In contrast to the Bible, the Qur'an outlines the steps to be taken when a husband is dealing with a "rebellious" wife. The third step to be taken is physical violence. Period. It is given as a command and not as an option. As for the term "rebellious," it is very subjective. It can be applied to any wide range of actions that a Muslim husband may personally view as rebellious. And depending on the mental disposition of the husband, what is considered "rebellious" may vary from time to time according to the mental state he is in. It may also differ from one husband to another. Thus, Allah's laws in the Qur'an and the Hadith have subjected women to life of grave uncertainties. His laws have brought untold suffering to Muslim wives. His indifference towards the distresses of women shows that he cannot be the true God. He is too wicked to be mankind's Creator.

"Allah the Merciful" and "Muhammad the Prophet of Mercy" spoke with one voice concerning the dignity of women in Islam. And this is what they said: "A man will not be asked as to why he beat his wife." This means, not even by Allah!

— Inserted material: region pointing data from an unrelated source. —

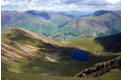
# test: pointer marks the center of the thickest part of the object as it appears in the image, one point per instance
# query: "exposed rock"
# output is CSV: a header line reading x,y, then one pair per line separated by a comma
x,y
101,68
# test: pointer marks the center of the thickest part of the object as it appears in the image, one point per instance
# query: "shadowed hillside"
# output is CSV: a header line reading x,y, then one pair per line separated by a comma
x,y
25,52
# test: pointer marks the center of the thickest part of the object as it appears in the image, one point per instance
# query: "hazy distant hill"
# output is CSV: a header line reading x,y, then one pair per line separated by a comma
x,y
63,25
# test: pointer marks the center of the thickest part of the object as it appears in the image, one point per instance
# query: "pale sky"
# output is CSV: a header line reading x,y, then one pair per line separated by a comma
x,y
61,5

The Islamic source materials provided in this article establish the fact that the command to beat of "disobedient" wives is part and parcel of the teachings of Islam. Wife-beating occurred in early Islam with Muhammad's approval. It became an integral part of Islam's theology for family management. Moreover, contrary to lies proliferated by Muslim apologists, this beating is meant to inflict pain in order to bring the wife into submission to her husband.

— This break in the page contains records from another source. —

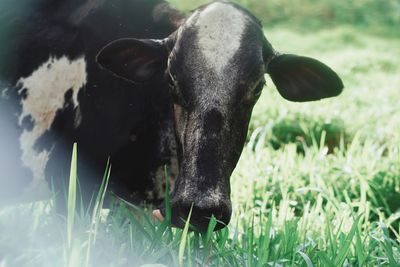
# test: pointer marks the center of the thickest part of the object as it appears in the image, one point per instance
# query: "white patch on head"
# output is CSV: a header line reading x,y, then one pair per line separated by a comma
x,y
220,29
46,88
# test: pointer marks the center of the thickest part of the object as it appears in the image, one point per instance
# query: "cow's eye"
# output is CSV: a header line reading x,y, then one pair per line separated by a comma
x,y
171,82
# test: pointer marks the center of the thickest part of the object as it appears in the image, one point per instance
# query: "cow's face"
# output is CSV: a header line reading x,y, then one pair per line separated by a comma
x,y
215,64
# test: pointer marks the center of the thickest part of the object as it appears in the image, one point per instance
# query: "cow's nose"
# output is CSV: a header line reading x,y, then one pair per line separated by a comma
x,y
202,213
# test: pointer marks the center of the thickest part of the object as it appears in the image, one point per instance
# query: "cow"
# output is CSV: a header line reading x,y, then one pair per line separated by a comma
x,y
140,83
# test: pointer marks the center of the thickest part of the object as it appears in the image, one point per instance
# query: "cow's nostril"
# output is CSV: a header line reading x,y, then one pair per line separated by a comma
x,y
201,215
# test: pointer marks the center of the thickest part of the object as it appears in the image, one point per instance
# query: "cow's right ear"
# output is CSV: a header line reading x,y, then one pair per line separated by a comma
x,y
301,79
137,60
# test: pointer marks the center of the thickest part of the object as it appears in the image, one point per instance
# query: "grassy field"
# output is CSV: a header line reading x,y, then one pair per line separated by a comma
x,y
318,184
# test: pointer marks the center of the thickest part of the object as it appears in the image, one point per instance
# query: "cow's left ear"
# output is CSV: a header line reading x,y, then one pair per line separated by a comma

Muslims must be realistic about their expectation of their Prophet. Just how realistic is it that Muhammad would give a command to Muslim husbands to apply love and forgiveness to settle family disputes rather than use physical force to subdue their wives? Consider this: Can anything good come from a man who taught that a Muslim wife should be made to share her marital bed with three other wives at her husband's discretion? Can anything good come from a man who established the "triple talaq" rule so that a wife can be thrown out of the house at any time? Can anything good come from a man who encouraged his men to rape women captured in battle? As Jesus wisely said, it is absolutely unrealistic to "gather grapes from thorns or figs from thistles." (Matthew 7:16). Similarly, nothing good can come from a wife beater. And Muhammad was a wife-beater.

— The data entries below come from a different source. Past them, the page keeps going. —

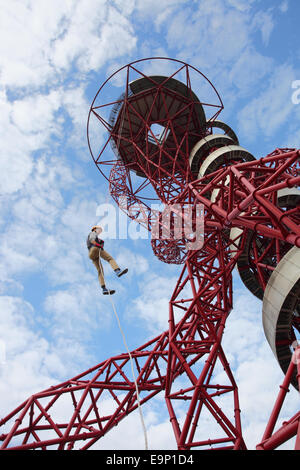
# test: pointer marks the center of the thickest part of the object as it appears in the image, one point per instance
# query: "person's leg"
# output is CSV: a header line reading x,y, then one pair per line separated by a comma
x,y
107,257
94,256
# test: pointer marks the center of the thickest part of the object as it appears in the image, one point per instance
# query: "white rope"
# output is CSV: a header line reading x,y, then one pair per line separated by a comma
x,y
130,357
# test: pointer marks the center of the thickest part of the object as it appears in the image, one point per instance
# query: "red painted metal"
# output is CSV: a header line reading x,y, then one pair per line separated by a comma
x,y
186,362
272,440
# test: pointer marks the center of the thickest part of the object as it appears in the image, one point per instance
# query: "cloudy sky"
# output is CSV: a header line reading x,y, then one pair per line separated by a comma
x,y
54,322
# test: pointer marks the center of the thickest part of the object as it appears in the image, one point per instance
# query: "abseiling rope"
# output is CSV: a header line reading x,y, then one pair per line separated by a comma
x,y
131,360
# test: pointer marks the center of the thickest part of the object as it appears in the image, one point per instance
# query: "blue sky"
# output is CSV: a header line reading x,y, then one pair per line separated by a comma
x,y
54,322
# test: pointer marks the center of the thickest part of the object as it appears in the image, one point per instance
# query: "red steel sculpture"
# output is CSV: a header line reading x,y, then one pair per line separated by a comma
x,y
171,150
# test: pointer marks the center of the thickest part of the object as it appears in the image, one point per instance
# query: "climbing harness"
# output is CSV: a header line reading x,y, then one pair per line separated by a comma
x,y
131,360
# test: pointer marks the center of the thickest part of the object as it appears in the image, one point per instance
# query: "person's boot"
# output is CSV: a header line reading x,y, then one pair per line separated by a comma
x,y
106,291
120,272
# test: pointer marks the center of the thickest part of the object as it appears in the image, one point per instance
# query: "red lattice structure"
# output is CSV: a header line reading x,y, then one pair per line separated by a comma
x,y
170,148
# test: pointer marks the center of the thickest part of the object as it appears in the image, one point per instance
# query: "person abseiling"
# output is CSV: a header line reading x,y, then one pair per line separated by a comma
x,y
96,247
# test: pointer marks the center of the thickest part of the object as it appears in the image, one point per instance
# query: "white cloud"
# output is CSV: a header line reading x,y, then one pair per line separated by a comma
x,y
272,109
40,40
264,22
26,368
284,6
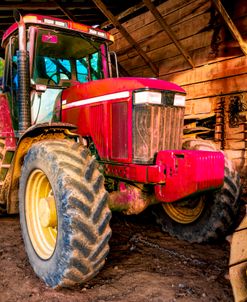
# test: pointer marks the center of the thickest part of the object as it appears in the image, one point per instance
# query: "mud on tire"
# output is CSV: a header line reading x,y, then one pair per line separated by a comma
x,y
83,216
220,209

It is urgent to expose this abhorrence in the guise of religion before it destroys many more innocent lives. The very first step to solve any issues is to acknowledge that the problem exists. Muslims must, therefore, be willing to admit honestly that a serious problem exists in Islam. A problem rooted in the Qur'an. This shows us why it is inexcusable for any decent human being to accept Islam or its teachings. Wife-beating is unacceptable.